The ongoing paradox of the US health care system is that US per capita spending on health care is much higher than any other country, but the results in terms of gains to US health don’t seem to stack up. Lawson Mansell describes the problem and offers some solutions in “Health Care Abundance: A Supply-Side Agenda” (Milken Institute Review, Third Quarter 2025, pp. 36-47).
To illustrate the problem, consider the category of “treatable deaths,” a statistic compiled by reseachers at the OECD. The idea is to leave out all deaths that happen over the age of 75, and focuses only on deaths from causes that could have been treated” with more effective and timely healthcare interventions. To be clear, this is a separate category from “preventable” deaths. The OECD writes:
The main treatable cause of mortality in 2021 was circulatory diseases (mainly heart attack and stroke), which accounted for 37% of premature deaths amenable to treatment. Effective, timely treatment for cancer, such as colorectal and breast cancers, could have averted a further 23% of all deaths from treatable causes. Respiratory diseases such as pneumonia and asthma (11%), as well as diabetes and other diseases of the endocrine system (10%) are other major causes of premature death that are amenable to treatment.
Mansell presents a graph with health care spending as a share of GDP on the horizontal axis, where it’s no surprise to see the US way above other countries. The vertical axis measures the treatable death rate, and given the high US levels of health care spending, it’s disconcerting to see that the US is an extreme outlier in this category.

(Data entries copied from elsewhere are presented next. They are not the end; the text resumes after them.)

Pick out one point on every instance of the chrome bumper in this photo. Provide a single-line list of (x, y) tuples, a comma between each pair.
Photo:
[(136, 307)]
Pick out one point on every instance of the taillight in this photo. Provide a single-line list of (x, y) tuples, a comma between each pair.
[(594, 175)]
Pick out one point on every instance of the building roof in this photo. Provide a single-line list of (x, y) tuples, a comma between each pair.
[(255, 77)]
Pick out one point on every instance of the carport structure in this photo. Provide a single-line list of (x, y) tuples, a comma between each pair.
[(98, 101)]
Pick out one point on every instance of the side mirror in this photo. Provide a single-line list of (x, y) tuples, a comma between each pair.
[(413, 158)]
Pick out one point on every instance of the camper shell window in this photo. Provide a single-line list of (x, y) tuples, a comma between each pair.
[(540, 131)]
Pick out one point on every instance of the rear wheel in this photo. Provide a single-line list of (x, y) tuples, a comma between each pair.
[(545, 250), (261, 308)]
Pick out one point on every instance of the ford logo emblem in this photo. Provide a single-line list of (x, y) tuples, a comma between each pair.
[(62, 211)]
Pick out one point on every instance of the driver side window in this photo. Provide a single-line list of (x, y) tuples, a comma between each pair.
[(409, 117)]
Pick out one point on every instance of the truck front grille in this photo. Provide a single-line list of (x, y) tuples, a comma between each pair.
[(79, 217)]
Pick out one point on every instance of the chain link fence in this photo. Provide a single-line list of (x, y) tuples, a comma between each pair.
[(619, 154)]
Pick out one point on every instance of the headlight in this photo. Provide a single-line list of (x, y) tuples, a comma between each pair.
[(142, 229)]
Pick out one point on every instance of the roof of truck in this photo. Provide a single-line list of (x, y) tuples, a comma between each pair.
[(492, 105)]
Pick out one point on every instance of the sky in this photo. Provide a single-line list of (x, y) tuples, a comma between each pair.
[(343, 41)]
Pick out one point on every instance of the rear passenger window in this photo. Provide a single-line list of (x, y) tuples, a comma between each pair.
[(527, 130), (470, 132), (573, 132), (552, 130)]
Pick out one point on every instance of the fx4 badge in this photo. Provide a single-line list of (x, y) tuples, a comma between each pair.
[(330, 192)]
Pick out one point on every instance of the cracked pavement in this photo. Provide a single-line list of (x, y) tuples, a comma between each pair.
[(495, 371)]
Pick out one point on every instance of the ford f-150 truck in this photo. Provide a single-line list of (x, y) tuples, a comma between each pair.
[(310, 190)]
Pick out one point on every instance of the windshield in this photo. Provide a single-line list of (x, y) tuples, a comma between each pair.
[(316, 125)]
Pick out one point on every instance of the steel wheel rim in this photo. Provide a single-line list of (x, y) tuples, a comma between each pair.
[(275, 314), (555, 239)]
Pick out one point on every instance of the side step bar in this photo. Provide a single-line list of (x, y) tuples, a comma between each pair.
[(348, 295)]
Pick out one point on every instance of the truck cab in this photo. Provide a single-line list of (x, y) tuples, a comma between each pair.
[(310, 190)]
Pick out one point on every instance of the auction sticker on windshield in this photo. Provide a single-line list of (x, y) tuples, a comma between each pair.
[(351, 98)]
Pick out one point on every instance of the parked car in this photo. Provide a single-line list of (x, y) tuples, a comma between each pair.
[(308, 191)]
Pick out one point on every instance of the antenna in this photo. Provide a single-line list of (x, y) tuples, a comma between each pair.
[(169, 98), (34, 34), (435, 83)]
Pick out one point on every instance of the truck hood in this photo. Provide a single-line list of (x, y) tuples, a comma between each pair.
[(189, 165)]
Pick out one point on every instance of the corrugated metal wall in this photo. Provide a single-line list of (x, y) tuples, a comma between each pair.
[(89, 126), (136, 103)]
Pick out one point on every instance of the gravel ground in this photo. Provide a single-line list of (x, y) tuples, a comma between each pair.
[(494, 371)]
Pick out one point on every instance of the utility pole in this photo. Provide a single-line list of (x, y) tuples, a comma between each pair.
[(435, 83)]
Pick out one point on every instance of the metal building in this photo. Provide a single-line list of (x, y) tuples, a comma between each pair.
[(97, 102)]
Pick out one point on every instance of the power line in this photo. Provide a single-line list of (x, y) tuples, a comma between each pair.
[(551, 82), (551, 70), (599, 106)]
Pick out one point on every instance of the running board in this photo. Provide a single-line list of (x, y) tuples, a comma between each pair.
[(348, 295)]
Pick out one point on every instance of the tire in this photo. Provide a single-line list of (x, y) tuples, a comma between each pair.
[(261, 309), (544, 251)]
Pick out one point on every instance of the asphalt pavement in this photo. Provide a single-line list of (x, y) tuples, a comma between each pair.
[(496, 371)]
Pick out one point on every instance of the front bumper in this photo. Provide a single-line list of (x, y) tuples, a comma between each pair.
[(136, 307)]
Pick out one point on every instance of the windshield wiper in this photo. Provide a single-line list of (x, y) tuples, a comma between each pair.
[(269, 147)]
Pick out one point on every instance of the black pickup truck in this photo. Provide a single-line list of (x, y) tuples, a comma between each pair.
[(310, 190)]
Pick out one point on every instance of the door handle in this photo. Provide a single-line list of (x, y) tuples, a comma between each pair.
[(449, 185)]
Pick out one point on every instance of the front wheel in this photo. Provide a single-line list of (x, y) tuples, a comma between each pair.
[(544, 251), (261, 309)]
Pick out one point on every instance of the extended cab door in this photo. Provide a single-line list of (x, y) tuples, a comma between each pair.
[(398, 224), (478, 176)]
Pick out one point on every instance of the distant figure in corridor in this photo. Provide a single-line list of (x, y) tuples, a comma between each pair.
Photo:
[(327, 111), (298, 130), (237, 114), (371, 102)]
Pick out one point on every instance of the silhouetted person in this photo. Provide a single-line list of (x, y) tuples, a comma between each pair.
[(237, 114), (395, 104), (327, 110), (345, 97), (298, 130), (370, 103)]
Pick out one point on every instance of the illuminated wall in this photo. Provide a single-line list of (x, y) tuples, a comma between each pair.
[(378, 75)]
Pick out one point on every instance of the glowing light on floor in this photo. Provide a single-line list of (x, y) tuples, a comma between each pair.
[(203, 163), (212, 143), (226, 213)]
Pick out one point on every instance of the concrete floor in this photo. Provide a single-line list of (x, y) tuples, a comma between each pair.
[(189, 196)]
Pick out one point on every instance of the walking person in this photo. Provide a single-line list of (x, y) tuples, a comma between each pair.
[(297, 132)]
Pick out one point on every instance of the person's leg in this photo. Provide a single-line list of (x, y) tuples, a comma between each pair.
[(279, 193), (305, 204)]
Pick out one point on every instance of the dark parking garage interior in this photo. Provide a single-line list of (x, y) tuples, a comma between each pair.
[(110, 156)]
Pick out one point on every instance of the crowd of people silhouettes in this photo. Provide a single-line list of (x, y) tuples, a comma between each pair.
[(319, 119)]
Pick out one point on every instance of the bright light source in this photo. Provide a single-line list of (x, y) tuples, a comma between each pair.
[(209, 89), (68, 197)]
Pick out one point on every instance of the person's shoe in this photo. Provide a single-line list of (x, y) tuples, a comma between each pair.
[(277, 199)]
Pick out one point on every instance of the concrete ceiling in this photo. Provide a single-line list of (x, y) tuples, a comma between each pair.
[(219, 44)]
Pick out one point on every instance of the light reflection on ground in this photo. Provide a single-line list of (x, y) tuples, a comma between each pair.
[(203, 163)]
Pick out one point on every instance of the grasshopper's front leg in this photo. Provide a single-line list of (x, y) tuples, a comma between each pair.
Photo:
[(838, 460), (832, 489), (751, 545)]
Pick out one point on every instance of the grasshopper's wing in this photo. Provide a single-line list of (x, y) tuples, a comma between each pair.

Mansell offers a bunch of suggestions to hold down US health care costs. Some I like better than others, but here are two of the suggestions that seem worth attention. The first involves how Medicare pays more for the same health care if its delivered in a hospital than in a doctor’s office. Mansell writes:
Medicare is the source of a doozy of a perverse incentive blandly labeled site-based billing. Specifically, Medicare offers different reimbursement rates for different types of facilities providing the same service. In some cases, Medicare pays hospitals nearly double what they would pay a freestanding physician’s office. Even for routine services like X-rays, rates are up to four times higher for Medicare in hospital outpatient departments. Site-based payment discrimination has led hospital systems to acquire independent physician offices where they can collect more simply by labeling an off-campus facility as a hospital outpatient department. Indeed, all told, Medicare could save an estimated $127 billion over 10 years if site-neutral payments for routine services were extended to all hospital outpatient departments.
Lawson also emphasizes the importance of having more primary-care physicians. A cross-country comparison shows that the high-spending US health care system is also heavy on specialist doctors:
Lawson emphasizes that the US system for educating future doctors tends to drive them toward specialized career choices.
Becoming a doctor in the U.S. requires anywhere from 11 to 19 years of postsecondary education and training. U.S. doctors subsequently graduate with an average of over $200,000 in debt with no guarantee of a residency that’s well matched to their skills, locational preferences or interests. In contrast, medical students in Europe go through a dedicated six-year training program.
My own sense is that, in the US system for educating doctors, the idea of shifting back to a system that emphasizes primary care is a horse that left the barn several decades ago. Instead, I’d like to see substantial growth of the primary care health care services that can be provided by nurse practitioners and physician assistants. Overall, refocusing a share of the very high levels of US health care spending on reducing deaths from treatable (and preventable) causes doesn’t seem like an unreasonable ask.